RapidIO: The Embedded System Interconnect / Edition 1 available in Hardcover
- Pub. Date:
|Product dimensions:||6.80(w) x 9.80(h) x 1.00(d)|
About the Author
Read an Excerpt
By Sam Fuller
John Wiley & SonsCopyright © 2005 John Wiley & Sons, Ltd
All right reserved.
Chapter OneThe Interconnect Problem
This chapter discusses some of the motivations leading to the development of the RapidIO interconnect technology. It examines the factors that have led to the establishment of new standards for interconnects in embedded systems. It discusses the different technical approach to in-system communications compared with existing LAN and WAN technologies and legacy bus technologies.
The RapidIO interconnect technology was developed to ease two transitions that are occurring in the embedded electronics equipment industry. The first transition is technology based. The second transition is market based. The technology transition is a move towards high-speed serial buses, operating at signaling speeds above 1 GHz, as a replacement for the traditional shared bus technologies that have been used for nearly 40 years to connect devices together within systems. This transition is driven by the increasing performance capabilities and commensurate increasing bandwidth requirements of semiconductor-based processing devices and by device level electrical issues that are raised by semiconductor process technologies with feature sizes at 130 nm and below. The second transition is a move towards the use of standards based technologies.

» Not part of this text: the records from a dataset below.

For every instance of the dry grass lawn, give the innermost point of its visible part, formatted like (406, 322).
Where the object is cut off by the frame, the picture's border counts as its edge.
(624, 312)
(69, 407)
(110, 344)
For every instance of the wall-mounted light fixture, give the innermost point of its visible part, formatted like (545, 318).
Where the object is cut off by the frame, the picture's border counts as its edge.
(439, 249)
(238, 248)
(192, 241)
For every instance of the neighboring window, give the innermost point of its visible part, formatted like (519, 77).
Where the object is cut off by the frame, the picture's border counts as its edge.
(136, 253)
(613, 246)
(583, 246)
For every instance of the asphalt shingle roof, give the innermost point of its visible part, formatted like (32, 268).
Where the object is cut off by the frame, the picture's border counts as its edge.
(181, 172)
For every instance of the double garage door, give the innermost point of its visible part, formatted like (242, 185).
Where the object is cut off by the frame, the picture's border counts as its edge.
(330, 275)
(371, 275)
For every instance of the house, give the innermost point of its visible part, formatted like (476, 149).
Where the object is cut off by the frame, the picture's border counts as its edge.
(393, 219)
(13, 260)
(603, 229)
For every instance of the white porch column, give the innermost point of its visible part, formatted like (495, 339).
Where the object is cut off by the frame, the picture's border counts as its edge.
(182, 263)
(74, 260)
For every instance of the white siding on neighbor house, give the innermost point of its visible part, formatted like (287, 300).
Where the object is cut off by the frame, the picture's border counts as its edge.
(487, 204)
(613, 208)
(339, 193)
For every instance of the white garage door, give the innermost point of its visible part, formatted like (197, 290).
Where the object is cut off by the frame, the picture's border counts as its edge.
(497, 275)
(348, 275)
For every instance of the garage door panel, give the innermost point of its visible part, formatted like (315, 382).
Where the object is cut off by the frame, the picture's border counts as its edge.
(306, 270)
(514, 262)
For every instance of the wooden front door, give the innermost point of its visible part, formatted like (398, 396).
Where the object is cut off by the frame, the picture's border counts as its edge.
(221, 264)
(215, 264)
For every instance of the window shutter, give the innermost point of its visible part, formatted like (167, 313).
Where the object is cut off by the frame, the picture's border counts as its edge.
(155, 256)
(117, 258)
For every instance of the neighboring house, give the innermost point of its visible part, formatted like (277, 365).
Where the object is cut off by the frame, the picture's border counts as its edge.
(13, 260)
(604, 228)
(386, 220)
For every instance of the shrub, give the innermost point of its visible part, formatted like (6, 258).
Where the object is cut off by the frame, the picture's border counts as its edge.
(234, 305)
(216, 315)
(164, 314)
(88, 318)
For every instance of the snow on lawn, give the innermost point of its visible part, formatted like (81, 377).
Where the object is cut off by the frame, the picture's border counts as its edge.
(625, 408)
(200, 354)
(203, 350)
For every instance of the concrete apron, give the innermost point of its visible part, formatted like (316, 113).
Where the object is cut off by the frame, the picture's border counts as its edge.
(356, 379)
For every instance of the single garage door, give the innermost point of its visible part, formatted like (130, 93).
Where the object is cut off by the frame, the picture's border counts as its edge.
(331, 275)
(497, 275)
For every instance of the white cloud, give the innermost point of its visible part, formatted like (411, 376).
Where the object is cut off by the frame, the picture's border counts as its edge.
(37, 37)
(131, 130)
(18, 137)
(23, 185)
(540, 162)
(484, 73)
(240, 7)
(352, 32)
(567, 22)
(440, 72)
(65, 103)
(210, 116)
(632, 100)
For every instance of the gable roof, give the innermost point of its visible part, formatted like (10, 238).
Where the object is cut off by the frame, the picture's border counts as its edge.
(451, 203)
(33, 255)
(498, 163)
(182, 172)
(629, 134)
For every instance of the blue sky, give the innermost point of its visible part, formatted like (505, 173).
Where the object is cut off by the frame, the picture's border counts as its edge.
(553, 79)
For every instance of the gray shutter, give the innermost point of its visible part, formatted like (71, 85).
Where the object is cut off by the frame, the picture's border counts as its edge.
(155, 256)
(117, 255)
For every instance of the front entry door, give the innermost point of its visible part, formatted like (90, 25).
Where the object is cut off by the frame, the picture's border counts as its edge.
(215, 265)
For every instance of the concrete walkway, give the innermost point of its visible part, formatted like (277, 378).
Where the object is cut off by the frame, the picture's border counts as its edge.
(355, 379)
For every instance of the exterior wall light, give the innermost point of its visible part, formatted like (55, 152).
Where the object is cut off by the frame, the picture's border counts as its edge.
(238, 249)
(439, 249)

1.1 PROCESSOR PERFORMANCE AND BANDWIDTH GROWTH
Figure 1.1 shows the exponential growth of processor performance over the last 30 years. It also depicts the slower growth of processor bus frequency over that same period of time. The MHz scale of the chart is logarithmic and the difference between the core CPU performance, represented by the clock frequency, and the available bandwidth to the CPU, represented by the bus frequency, continues to grow. The use of cache memory and more advanced processor microarchitectures has helped to reduce this growing gap between CPU performance and available bus bandwidth. Increasingly processors are being developed with large integrated cache memories and directly integrated memory controllers. However multiple levels of on- and off-chip cache memory and directly integrated memory controllers, while useful for reducing the gap between a processor's data demands and the ability of its buses to provide the data, does little to support the connection of the processor to external peripheral devices or the connection of multiple processors together in multiprocessing (MP) systems.
In addition to the increasing performance of processors, the need for higher levels of bus performance is also driven by two other key factors. First, the need for higher raw data bandwidth to support higher peripheral device performance requirements, second the need for more system concurrency. The overall system bandwidth requirements have also increased because of the increasing use of DMA, smart processor-based peripherals and multiprocessing in systems.

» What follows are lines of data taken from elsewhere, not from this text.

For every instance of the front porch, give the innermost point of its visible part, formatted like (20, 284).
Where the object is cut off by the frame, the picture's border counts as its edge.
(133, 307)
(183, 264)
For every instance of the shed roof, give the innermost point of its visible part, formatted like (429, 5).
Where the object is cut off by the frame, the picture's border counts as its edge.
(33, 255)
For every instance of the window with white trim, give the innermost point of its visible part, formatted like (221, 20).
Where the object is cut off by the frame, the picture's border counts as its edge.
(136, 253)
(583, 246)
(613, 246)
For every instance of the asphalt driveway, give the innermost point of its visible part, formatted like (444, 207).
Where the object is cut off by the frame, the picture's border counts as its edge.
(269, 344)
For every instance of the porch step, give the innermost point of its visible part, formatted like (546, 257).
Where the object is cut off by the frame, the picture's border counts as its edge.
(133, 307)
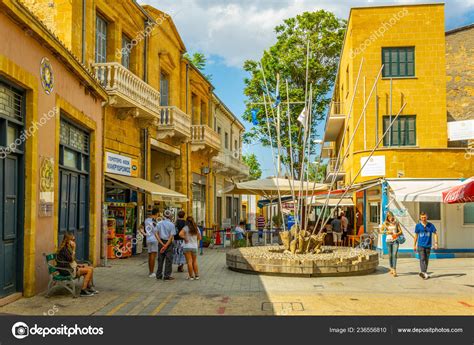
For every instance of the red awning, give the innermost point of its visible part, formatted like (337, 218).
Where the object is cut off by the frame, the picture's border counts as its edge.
(460, 194)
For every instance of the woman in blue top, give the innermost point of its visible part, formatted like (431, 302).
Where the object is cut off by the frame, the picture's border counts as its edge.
(392, 229)
(424, 231)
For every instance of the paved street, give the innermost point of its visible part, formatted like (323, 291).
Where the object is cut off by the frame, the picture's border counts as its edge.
(125, 289)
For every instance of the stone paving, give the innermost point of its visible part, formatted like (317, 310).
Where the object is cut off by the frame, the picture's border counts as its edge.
(125, 289)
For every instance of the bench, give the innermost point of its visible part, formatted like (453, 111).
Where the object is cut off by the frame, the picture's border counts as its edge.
(58, 279)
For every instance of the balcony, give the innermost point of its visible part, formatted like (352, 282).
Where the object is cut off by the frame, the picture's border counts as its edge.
(228, 165)
(127, 92)
(331, 171)
(204, 138)
(328, 149)
(335, 121)
(174, 123)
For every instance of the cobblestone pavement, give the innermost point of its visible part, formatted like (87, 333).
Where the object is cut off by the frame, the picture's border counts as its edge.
(125, 289)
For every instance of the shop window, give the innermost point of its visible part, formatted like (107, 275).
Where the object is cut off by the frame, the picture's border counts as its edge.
(432, 209)
(398, 62)
(469, 214)
(374, 212)
(402, 132)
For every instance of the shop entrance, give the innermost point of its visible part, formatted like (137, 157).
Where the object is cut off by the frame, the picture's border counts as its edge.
(11, 190)
(74, 186)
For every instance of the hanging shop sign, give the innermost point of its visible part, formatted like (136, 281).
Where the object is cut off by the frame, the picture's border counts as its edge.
(121, 165)
(47, 76)
(46, 187)
(461, 130)
(374, 167)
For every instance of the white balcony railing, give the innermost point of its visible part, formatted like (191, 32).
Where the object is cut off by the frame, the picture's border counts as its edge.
(172, 121)
(336, 108)
(129, 90)
(203, 136)
(227, 164)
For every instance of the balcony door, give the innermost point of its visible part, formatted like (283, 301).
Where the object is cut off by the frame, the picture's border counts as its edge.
(74, 186)
(100, 40)
(164, 90)
(11, 189)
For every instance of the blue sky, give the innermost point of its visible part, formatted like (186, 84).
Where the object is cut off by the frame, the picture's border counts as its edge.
(230, 32)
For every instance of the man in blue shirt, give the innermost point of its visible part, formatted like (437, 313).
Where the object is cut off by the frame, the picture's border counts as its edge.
(424, 231)
(166, 232)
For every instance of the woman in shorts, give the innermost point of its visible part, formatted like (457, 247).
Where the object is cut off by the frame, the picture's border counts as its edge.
(191, 235)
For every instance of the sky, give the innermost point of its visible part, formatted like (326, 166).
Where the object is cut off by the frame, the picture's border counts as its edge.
(230, 32)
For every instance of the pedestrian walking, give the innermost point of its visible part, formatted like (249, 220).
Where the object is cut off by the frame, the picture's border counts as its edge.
(260, 226)
(191, 236)
(166, 232)
(178, 254)
(151, 236)
(344, 226)
(337, 231)
(391, 228)
(424, 231)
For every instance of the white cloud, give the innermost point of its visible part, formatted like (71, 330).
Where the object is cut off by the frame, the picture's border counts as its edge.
(238, 30)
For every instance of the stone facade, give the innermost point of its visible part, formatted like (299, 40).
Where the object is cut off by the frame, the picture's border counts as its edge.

Multiprocessing is increasingly seen as a viable approach to adding more processing capability to a system. Historically multiprocessing was used only in the very highest end computing systems and typically at great cost. However, the continuing advance of semiconductor process technology has made multi-processing a more mainstream technology and its use can offer advantages beyond higher processing performance.
Figure 1.2 is a photograph of a multiprocessing computer system. This computer system uses 76 microprocessors connected together with RapidIO to solve very complex signal processing problems.

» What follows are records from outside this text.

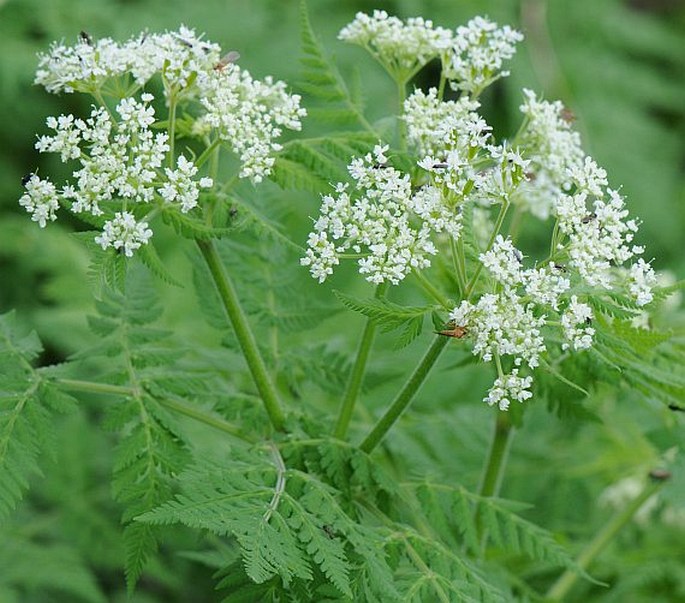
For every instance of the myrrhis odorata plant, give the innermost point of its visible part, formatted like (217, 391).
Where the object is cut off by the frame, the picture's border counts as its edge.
(368, 419)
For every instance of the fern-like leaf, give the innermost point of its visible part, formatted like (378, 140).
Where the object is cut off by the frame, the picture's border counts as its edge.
(390, 316)
(26, 402)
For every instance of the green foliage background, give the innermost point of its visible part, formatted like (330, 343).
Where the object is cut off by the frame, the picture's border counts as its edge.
(618, 65)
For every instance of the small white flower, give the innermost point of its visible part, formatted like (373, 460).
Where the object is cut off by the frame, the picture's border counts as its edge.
(180, 187)
(401, 47)
(507, 388)
(40, 200)
(641, 281)
(478, 51)
(123, 232)
(380, 219)
(576, 321)
(249, 115)
(500, 323)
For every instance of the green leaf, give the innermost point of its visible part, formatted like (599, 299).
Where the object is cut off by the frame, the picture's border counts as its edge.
(390, 316)
(26, 405)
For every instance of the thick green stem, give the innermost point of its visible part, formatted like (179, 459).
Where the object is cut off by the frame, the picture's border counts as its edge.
(566, 581)
(405, 396)
(357, 375)
(243, 333)
(172, 129)
(493, 471)
(401, 97)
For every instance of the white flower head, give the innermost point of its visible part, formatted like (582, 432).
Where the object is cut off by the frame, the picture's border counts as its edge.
(576, 322)
(249, 115)
(181, 187)
(502, 324)
(479, 50)
(508, 388)
(401, 47)
(123, 232)
(40, 200)
(380, 219)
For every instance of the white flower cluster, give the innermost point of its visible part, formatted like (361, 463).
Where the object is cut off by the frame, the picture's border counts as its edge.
(179, 56)
(249, 115)
(380, 219)
(401, 48)
(576, 321)
(502, 324)
(119, 160)
(123, 163)
(511, 312)
(123, 232)
(507, 388)
(454, 141)
(180, 186)
(472, 56)
(598, 235)
(478, 50)
(554, 150)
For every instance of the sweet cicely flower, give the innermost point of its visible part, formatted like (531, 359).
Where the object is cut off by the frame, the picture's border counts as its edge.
(479, 50)
(125, 167)
(517, 312)
(401, 47)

Multiprocessing can also be used to reduce cost while achieving higher performance levels. Pricing of processors is often significantly lower for lower-speed parts. The use of multiprocessing may also reduce overall system power dissipation at a given performance point. This occurs because it is often possible to operate a processor at a reduced frequency and achieve a greatly reduced power dissipation. For example, the Motorola 7447 processor has a rated maximum power dissipation of 11.9 W at an operating frequency of 600 MHz.
The same processor has a maximum power dissipation of 50 W at an operating frequency of 1000 MHz. If the processing work to be done can be shared by multiple processors, overall power dissipation can be reduced. In this case reducing the frequency by 40% reduces maximum power dissipation by 76%. When performance per watt is an important metric, multiprocessing of lower performance processors should always be considered as part of a possible solution.
Operating system technology has also progressed to the point where multiprocessing is easily supported as well. Leading embedded operating systems such as QNX, OSE, and Linux are all designed to easily support multiprocessing in embedded environments.
While these previous obstacles to multiprocessing have been reduced or removed, the processor interconnect has increasingly become the main limiting factor in the development of multiprocessing systems. Existing multiprocessor bus technologies restrict the shared bandwidth for a group of processors. For multiprocessing to be effective, the processors in a system must be able communicate with each other at high bandwidth and low latency.
1.3 SYSTEM OF SYSTEMS
Traditional system design has busied itself with the task of connecting processors together with peripheral devices. In this approach there is typically a single processor and a group of peripherals attached to it. The peripherals act as slave devices with the main processor being the central point of control. This master/slave architecture has been used for many years and has served the industry well.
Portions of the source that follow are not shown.